Reflecting on the report, Maryam Ahmed, Save the Children International Nigeria’s Youth Ambassador said: “Children especially the girls are among the most affected by poverty in Nigeria. Childhood poverty affects their capacity to attain their full potential. Child marriage is widely considered a way out of poverty.

“Families of the poor and vulnerable must be provided with social safety nets to support the education of the girl-child. It is one of the most effective ways to lift the girl child out of poverty. Social protection services, livelihoods and economic independence contribute to delay early child and forced marriage.”

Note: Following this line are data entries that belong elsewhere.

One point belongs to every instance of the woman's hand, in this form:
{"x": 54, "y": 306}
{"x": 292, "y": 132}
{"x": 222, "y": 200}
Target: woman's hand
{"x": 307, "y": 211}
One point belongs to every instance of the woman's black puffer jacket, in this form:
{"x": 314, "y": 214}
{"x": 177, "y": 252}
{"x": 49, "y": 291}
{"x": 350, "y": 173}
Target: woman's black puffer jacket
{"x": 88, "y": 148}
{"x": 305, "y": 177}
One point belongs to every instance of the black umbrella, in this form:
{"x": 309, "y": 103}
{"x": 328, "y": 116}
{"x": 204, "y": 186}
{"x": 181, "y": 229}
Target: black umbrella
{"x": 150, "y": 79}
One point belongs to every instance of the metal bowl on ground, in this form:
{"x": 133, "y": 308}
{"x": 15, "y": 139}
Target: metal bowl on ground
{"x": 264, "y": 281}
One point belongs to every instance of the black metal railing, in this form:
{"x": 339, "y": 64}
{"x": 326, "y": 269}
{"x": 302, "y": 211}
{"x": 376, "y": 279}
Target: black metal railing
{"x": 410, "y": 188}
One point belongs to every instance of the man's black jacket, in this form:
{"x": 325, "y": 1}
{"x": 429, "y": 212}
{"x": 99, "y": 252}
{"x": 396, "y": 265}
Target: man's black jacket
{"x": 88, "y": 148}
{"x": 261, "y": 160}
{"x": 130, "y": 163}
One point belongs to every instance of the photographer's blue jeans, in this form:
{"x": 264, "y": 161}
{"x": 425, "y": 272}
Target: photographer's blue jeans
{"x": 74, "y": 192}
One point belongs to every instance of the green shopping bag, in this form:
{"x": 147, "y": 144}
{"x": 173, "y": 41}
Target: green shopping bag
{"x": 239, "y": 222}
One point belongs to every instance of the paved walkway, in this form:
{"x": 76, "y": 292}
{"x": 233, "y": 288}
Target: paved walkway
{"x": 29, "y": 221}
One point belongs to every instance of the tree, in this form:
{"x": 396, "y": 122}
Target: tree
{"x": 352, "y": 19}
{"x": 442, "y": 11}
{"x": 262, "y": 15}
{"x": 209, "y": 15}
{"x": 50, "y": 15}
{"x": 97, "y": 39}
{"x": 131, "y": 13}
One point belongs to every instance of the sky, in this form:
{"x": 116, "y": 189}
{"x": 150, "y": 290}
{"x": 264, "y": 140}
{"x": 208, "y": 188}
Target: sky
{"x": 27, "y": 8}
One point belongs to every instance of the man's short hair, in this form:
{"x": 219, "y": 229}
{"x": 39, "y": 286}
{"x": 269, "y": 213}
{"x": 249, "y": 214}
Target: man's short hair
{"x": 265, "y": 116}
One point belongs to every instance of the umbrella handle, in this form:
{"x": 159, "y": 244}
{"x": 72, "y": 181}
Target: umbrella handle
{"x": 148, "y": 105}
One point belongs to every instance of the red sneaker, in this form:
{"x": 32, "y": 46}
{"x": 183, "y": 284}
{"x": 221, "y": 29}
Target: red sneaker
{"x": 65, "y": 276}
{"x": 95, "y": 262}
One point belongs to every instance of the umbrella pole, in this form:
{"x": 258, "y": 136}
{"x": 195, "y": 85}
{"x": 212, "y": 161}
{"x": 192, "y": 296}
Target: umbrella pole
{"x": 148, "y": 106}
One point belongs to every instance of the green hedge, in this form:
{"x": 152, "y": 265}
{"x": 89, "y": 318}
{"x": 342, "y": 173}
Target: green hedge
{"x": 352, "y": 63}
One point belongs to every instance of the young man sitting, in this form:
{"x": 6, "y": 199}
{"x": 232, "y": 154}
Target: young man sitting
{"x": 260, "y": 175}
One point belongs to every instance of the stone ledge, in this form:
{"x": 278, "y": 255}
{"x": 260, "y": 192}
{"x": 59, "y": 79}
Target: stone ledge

Mercy Gichuhi, Country Director, Save the Children International Nigeria described Child Early Forced Marriage “as a human rights violation and a form of gender-based violence (GBV) that robs children of their ability to make decisions about their lives, disrupts their education, subject them to become more vulnerable to violence and discrimination, and prevents their full participation in economic, political, and social spheres.”